Steps to Troubleshoot CUCM Database Replication Problems in 5.x and 6.x
(written by Bill Benninghoff, heavily borrowing from material written by Laurie Dotter and Nancy Balsbaugh)
If installation has proceeded correctly, then the informix cdr service should be running on the publisher and on each sub in the cluster.“Cdr” in this context means “Continuous Data Replication”, not call detail records.
In order to setup replication, scripts run during the install process that do these things:
a.define replication on the pub
b.define the template on the pub and realize it (tells pub what to replicate)
c.define replication for each sub
d.realize the template on each sub
e.synch the data between the pub and subs using “cdr sync” or “cdr check”
It is possible that this process broke down at one of the steps.
If you look at the RTMT replication counter and see that the replication state counter is a 3 or a 4 for a given server that means replication has failed for that server.
Here are some suggested steps to troubleshoot replication.
Check the replication status using the following command logged in on the pub as admin:
utils db replication status
This will generate an output file.Study the file to see if replication is setup to each server and if the data is in synch among the servers.

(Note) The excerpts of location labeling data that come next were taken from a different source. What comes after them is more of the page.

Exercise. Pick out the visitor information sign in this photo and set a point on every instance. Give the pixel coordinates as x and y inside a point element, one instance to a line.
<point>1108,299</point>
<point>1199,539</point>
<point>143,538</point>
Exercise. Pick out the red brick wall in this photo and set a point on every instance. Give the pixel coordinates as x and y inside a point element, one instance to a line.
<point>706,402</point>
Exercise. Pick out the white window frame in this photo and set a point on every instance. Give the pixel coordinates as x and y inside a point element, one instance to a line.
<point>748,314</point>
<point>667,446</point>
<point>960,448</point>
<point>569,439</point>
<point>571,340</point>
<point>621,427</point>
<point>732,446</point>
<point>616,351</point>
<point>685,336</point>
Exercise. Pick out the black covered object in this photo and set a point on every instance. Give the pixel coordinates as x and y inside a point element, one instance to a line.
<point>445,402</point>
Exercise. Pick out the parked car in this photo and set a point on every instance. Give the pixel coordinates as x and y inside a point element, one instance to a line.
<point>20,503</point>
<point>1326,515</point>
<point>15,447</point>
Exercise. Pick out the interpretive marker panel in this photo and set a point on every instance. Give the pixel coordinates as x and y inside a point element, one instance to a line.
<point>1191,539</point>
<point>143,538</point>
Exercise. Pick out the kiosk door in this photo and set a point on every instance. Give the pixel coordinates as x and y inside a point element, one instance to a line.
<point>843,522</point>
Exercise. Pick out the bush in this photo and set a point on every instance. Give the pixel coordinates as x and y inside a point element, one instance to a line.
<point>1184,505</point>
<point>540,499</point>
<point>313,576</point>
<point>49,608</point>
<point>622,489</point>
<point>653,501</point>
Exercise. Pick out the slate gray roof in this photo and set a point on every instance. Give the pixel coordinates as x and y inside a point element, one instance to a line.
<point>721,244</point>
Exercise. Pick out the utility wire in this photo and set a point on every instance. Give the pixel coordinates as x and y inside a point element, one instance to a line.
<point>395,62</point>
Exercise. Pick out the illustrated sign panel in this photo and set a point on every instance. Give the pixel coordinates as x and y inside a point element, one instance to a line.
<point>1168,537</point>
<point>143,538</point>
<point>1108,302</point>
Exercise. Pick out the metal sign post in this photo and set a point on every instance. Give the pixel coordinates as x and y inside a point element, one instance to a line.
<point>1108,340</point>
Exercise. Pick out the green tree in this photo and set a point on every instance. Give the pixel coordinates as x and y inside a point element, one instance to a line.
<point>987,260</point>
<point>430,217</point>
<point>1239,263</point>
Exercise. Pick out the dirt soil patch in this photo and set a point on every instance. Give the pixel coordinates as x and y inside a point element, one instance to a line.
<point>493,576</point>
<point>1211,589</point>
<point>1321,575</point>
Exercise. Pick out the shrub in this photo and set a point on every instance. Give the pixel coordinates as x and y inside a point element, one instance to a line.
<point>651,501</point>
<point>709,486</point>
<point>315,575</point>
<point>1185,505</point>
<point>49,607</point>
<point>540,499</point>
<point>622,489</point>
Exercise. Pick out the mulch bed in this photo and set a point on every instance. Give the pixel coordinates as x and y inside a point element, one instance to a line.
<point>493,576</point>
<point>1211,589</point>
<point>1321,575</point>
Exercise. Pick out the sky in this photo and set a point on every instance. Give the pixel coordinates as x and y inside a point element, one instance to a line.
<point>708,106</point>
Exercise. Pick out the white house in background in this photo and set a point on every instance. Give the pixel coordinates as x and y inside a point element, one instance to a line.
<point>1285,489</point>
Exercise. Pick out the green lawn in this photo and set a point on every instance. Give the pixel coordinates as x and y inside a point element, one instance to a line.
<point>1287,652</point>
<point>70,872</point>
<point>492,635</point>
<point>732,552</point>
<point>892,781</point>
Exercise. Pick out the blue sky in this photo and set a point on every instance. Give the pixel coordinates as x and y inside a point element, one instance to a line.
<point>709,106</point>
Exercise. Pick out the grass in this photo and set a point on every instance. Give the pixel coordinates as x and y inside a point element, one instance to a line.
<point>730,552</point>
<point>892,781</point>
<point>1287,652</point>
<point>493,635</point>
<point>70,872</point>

This section above means that there are no rows missing between the databases on the two servers.They are in perfect synch.
Use “utils dbreplication repair all”command if replication is set up, but some tables are out of sync.If only one sub is out of sync, you can run this on one node, else use “utils dbreplication repair all” to fix it for all nodes
Here is an example of a problem with replication from the ouptut file:
If you see that a server’s status is “Dropped” or “Quiescent” or just missing from the table, then you will need to troubleshoot the network connection between the pub and subs.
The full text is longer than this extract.